Run the shower on cold for 20 minutes so that you run out of cold water and your shower is hot.
 
To promote harmony in the home, be sure to let your wife know when the meal she has cooked sucks. That's all.
 
Don't listen to your partner's life stories and experiences.

They'll surely appreciate getting to tell you these tales over and over.
 
Carve at least fifty notches to your headboard regardless of your sexual experience.

Prospective sexual partners will now be so impressed by your prowess.
 
Fire exits are for where the fire is meant to exit the building in an emergency.

Enable this by ensuring all fire exit doors are open at all times.
 
To help develop herd immunity, only drink straight from the liquor bottles when you're at a bar or restaurant.
 
If you're spying for one country, become a spy for another. Double your pleasure, double your fun, double your pay!
 
Kill two birds with one stone.

You definitely will not be arrested for animal cruelty.
 
Ask for a payrise at work by showing both honesty and integrity.

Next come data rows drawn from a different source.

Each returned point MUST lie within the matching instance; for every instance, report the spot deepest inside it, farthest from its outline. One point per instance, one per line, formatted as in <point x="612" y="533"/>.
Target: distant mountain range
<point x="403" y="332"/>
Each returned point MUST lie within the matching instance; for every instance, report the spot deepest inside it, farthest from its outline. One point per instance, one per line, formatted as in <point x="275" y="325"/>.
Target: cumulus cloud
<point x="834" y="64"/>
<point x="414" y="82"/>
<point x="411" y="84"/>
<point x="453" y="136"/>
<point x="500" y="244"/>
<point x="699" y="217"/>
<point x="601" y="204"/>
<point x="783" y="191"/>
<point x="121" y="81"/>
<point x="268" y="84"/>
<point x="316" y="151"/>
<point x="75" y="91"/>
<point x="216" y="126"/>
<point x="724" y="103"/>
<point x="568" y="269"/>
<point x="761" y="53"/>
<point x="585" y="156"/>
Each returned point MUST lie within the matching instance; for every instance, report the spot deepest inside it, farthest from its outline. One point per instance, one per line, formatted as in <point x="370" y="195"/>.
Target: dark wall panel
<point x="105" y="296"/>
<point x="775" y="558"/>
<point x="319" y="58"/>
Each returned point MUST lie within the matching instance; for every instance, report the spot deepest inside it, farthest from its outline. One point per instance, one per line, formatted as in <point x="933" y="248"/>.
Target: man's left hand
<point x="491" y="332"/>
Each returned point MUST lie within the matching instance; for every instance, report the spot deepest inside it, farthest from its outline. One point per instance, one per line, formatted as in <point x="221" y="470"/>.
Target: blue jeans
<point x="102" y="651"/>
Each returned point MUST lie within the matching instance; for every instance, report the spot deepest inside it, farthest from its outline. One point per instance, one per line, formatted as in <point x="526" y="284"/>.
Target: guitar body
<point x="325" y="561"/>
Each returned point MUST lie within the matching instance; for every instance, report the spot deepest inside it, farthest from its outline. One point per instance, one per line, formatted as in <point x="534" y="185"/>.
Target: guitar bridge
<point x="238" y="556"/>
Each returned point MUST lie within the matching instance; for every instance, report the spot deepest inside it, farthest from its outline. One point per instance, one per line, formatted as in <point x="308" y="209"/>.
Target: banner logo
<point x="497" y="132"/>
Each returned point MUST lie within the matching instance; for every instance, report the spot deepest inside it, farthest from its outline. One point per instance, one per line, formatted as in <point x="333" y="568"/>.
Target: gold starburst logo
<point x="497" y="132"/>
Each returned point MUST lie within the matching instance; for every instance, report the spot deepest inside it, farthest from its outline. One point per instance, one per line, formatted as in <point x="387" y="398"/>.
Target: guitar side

Highlight the failings of every staff member, especially your boss, and how the place would collapse without you.
 
As a man, carry only one condom for random hookups.

When you cum during sex, be as subtle as possible, then say that the condom is torn and you don't have a replacement.

You now have an excuse to avoid continuing sex, they'll be too let down to expect you to use other means to get them off, and thus .. allowing you to escape all responsibility to be a sensitive lover or a decent human being.